In State of affairs 1, pandas-profiling
generates an information report in HTML format. On this report, you may visualize lacking values, duplicated values, measurement estimations, or correlations between columns, as proven within the following screenshots.
For State of affairs 2, you may first assessment the Parquet file written to Amazon S3 in Parquet format with partition 12 months/month/day.
Then you should utilize the Amazon Redshift question editor to question and visualize the info.
For State of affairs 3, you should utilize a JDBC connection or database IDE to connect with your RDS database and question the info that you just simply ingested.
Clear up
AWS Glue Python shell is a serverless routine that received’t incur in any additional fees when it isn’t working. Nevertheless, this demo used a number of providers that can incur in additional prices. Clear up after finishing this walkthrough with the next steps:
- Take away the contents of your S3 bucket and delete it. For those who encounter any errors, consult with Why can’t I delete my S3 bucket utilizing the Amazon S3 console or AWS CLI, even with full or root permissions.
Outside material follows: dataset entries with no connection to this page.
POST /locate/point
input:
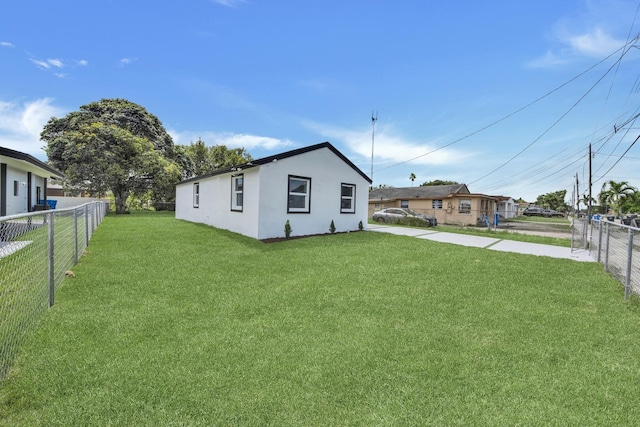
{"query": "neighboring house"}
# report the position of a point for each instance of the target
(23, 182)
(309, 187)
(450, 204)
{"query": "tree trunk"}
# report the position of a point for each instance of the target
(121, 194)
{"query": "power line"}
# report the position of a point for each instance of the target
(518, 110)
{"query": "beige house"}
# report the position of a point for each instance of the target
(450, 204)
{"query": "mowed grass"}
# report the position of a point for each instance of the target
(173, 323)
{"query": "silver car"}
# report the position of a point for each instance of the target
(404, 216)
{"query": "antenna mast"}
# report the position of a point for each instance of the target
(374, 119)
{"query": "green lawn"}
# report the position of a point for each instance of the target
(173, 323)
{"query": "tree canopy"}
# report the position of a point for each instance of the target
(619, 196)
(113, 145)
(438, 182)
(553, 200)
(203, 159)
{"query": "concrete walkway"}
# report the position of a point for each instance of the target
(487, 242)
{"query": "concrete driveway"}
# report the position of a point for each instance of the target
(486, 242)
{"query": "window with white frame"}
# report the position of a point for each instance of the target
(464, 206)
(348, 198)
(237, 192)
(196, 195)
(299, 200)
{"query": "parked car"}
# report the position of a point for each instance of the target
(404, 216)
(552, 213)
(533, 211)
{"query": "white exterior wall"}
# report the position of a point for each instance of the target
(327, 173)
(215, 203)
(266, 194)
(16, 204)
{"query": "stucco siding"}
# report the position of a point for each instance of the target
(16, 203)
(266, 196)
(327, 173)
(214, 207)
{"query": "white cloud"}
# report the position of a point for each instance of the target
(390, 147)
(231, 140)
(229, 3)
(41, 64)
(596, 43)
(56, 62)
(126, 61)
(21, 124)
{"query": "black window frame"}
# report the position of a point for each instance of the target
(196, 194)
(307, 208)
(351, 210)
(234, 206)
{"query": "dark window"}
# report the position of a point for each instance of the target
(299, 197)
(348, 198)
(237, 192)
(196, 195)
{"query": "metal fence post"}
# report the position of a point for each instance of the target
(627, 282)
(52, 279)
(606, 254)
(86, 225)
(75, 235)
(599, 240)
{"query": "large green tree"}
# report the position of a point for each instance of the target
(113, 145)
(615, 194)
(438, 182)
(203, 159)
(554, 200)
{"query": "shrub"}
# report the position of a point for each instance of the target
(287, 229)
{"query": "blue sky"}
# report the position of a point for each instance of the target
(459, 87)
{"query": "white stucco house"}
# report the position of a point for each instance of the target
(309, 187)
(507, 207)
(23, 182)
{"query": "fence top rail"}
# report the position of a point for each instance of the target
(616, 224)
(38, 213)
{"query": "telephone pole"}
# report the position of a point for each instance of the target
(590, 178)
(374, 119)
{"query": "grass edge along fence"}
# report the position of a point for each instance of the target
(37, 250)
(612, 245)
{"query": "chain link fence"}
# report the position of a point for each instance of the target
(36, 251)
(616, 246)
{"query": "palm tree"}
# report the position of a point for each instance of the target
(614, 194)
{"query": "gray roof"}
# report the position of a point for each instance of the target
(426, 192)
(24, 157)
(284, 155)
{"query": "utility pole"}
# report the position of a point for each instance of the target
(577, 196)
(374, 119)
(590, 178)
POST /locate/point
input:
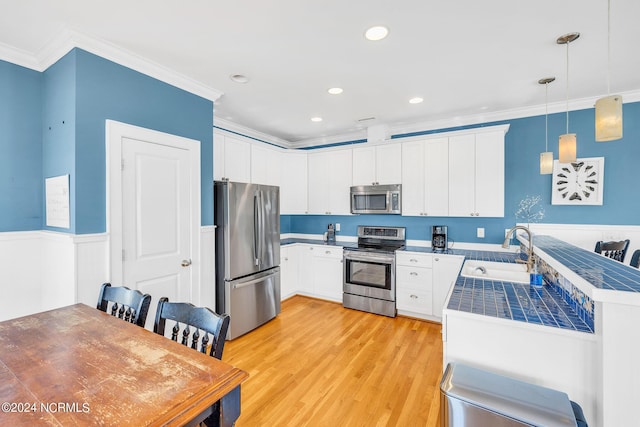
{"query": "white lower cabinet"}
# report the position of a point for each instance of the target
(320, 271)
(327, 272)
(445, 272)
(414, 283)
(423, 281)
(288, 271)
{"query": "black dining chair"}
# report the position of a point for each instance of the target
(613, 250)
(193, 327)
(127, 304)
(635, 259)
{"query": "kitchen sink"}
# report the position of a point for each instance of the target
(489, 270)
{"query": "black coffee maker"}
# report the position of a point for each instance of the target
(439, 238)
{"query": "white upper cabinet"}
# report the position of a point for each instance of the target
(265, 164)
(380, 164)
(425, 183)
(293, 188)
(329, 182)
(231, 158)
(476, 174)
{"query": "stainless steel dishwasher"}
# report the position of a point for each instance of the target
(474, 397)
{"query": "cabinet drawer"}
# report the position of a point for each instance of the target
(414, 259)
(415, 301)
(326, 251)
(414, 278)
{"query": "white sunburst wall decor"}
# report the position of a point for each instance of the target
(578, 183)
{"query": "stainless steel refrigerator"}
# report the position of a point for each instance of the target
(247, 219)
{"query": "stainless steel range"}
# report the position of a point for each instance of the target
(369, 279)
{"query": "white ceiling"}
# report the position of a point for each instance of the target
(469, 59)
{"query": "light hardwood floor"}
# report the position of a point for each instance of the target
(319, 364)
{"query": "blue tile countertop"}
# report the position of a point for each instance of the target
(513, 301)
(599, 271)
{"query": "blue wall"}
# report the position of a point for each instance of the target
(53, 123)
(20, 148)
(523, 144)
(106, 90)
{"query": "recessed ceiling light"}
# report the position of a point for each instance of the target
(376, 33)
(239, 78)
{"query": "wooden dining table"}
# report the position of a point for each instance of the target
(79, 366)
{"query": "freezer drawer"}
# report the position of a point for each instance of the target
(252, 301)
(474, 397)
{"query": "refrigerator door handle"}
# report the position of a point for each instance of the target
(256, 225)
(249, 283)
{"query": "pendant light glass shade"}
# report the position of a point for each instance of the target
(567, 148)
(546, 163)
(609, 118)
(609, 108)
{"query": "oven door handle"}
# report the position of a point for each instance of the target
(368, 257)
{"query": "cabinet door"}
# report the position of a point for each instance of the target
(445, 272)
(288, 271)
(388, 164)
(237, 159)
(293, 183)
(364, 166)
(327, 273)
(340, 180)
(305, 269)
(413, 181)
(490, 174)
(218, 156)
(462, 175)
(265, 165)
(436, 177)
(318, 195)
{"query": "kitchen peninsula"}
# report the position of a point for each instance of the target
(588, 355)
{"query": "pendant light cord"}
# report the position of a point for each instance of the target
(608, 47)
(546, 117)
(567, 86)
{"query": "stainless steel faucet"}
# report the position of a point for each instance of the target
(505, 245)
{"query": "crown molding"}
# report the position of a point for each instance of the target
(67, 39)
(228, 126)
(18, 57)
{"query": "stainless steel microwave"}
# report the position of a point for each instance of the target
(376, 199)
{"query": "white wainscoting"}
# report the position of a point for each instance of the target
(43, 270)
(20, 275)
(586, 235)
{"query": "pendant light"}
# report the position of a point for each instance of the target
(546, 158)
(567, 142)
(609, 108)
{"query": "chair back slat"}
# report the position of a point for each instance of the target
(127, 304)
(200, 326)
(613, 250)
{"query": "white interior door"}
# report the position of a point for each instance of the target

- Cease and delete the RDS DB occasion. For directions, see Deleting a DB occasion.
- Cease and delete the Amazon Redshift cluster. For directions, consult with Deleting a cluster.
Conclusion
On this put up, we launched AWS Glue Python shell with Python 3.9 help and extra pre-loaded libraries. We introduced the customizable Python shell surroundings with pre-loaded libraries and PIP help to put in different native or customized Python libraries. We lined the brand new options and get began by way of AWS Glue Studio and the AWS CLI. We additionally demonstrated a step-by-step tutorial of how one can simply use these new capabilities to perform frequent ETL use circumstances.
To be taught extra about AWS Glue Python shell and this new characteristic, consult with Python shell jobs in AWS Glue.
In regards to the authors
Alunnata Mulyadi is an Analytics Specialist Options Architect at AWS. Alun has over a decade of expertise in information engineering, serving to prospects deal with their enterprise and technical wants. Exterior of the work, he enjoys pictures, biking, and basketball.
Quim Bellmunt is an Analytics Specialist Options Architect at Amazon Net Companies. Quim has a PhD in Pc Science and Information Graph specializing in information modeling and transformation. With over 6 years of hands-on expertise within the analytics and AI/ML house, he enjoys serving to prospects create techniques that scale with their enterprise wants and generate worth from their information. Exterior of the work, he enjoys strolling together with his canine and biking.
Kush Rustagi is a Software program Improvement Engineer on the AWS Glue group with over 4 years of expertise within the trade having labored on large-scale monetary techniques in Python and C++, and is now utilizing his scalable system design expertise in direction of cloud improvement. Earlier than engaged on Glue Python Shell, Kush labored on anomaly detection challenges within the fin-tech house. Other than exploring new applied sciences, he enjoys EDM, touring, and studying non-programming languages.